Machine vision is indispensable for the rapid analysis of highly precise electronic components. Smooth inspection wouldn’t be possible if done by a human. An additional difficulty is that these components are usually very small, which practically makes the inspection of such objects dependent on vision systems.

A camera system works great, for example, when checking the completeness of an object. This operation is particularly useful for all types of loading, whether it’s packaging products into cartons or stacking them on a pallet. If an incomplete package is detected, the computer is automatically notified and decides what actions to take. Another task ideal for machine vision is all types of measurement inspections and position control of objects. “Bin picking” systems, for instance, rely on the latter, allowing a robot arm to pick randomly arranged items from a container without prior organization.
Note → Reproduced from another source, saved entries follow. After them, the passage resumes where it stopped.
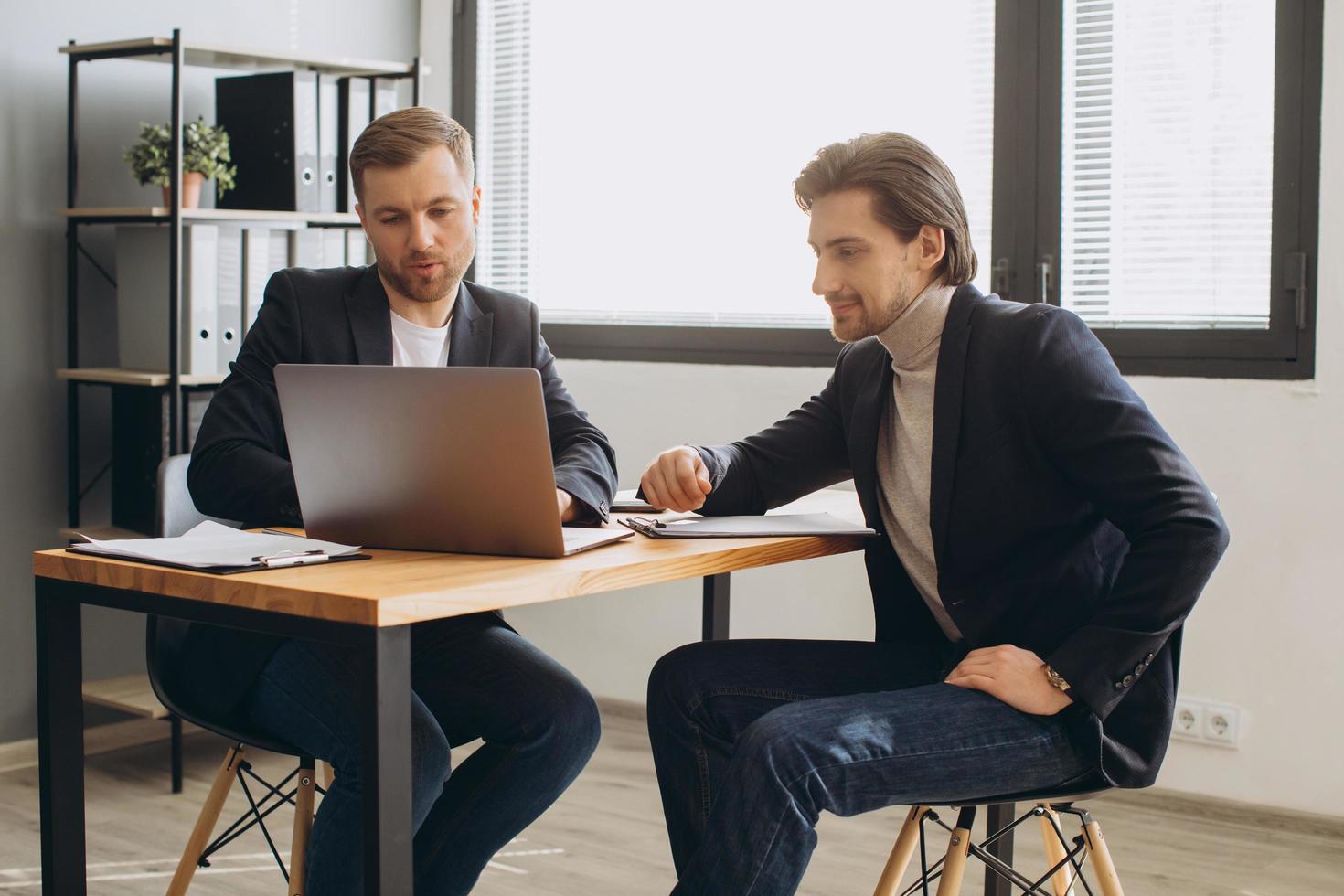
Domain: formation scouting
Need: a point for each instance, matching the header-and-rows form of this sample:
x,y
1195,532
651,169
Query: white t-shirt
x,y
415,346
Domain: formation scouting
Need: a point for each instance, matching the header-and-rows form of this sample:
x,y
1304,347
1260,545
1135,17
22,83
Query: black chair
x,y
163,647
1066,859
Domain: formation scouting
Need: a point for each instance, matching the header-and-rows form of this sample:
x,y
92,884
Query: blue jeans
x,y
471,677
754,739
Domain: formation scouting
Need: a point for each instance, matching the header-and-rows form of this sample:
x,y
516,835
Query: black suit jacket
x,y
1064,520
240,464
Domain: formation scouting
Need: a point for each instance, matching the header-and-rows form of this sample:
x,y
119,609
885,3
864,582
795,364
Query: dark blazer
x,y
240,464
1064,520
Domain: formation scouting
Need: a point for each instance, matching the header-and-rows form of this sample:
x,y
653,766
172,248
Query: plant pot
x,y
191,183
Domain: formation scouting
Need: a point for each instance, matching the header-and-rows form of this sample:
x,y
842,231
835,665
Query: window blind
x,y
1168,114
637,160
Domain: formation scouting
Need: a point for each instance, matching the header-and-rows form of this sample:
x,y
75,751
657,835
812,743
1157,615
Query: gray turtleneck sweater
x,y
905,443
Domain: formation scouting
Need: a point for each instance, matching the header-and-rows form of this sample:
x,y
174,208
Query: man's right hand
x,y
677,480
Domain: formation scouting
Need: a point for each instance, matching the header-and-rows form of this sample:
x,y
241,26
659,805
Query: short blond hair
x,y
400,137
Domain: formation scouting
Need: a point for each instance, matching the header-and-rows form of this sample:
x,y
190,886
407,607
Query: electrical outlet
x,y
1221,724
1189,723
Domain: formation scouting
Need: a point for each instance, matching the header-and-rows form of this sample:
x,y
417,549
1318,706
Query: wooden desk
x,y
368,604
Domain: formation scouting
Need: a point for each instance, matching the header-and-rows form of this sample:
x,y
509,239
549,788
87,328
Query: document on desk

Other interesting uses of machine vision technology include all types of OCR (Optical Character Recognition) systems for recognizing characters from raster images. OCR’s task can involve reading labels and automatically extracting data from packaging. Code readers, both for regular 1D barcodes and 2D QR codes, are also machine vision systems. Optical sorters, operating both in-line and off-line, are also part of vision systems. These devices combine a camera system with a rejection mechanism. Optical sorters can achieve throughputs of several tons of sorted material with almost 100% accuracy. These machines are widely used for sorting food such as grains, fruits, and vegetables, as well as inorganic products like ceramics, minerals, glass, and waste.


The examples presented are only typical, repeatedly used solutions utilizing vision systems. However, each issue constitutes a separate, interesting topic that opens new areas of possibilities for machine vision. The continuous development of both vision components and software contributes to the creation of increasingly accessible and cost-effective solutions.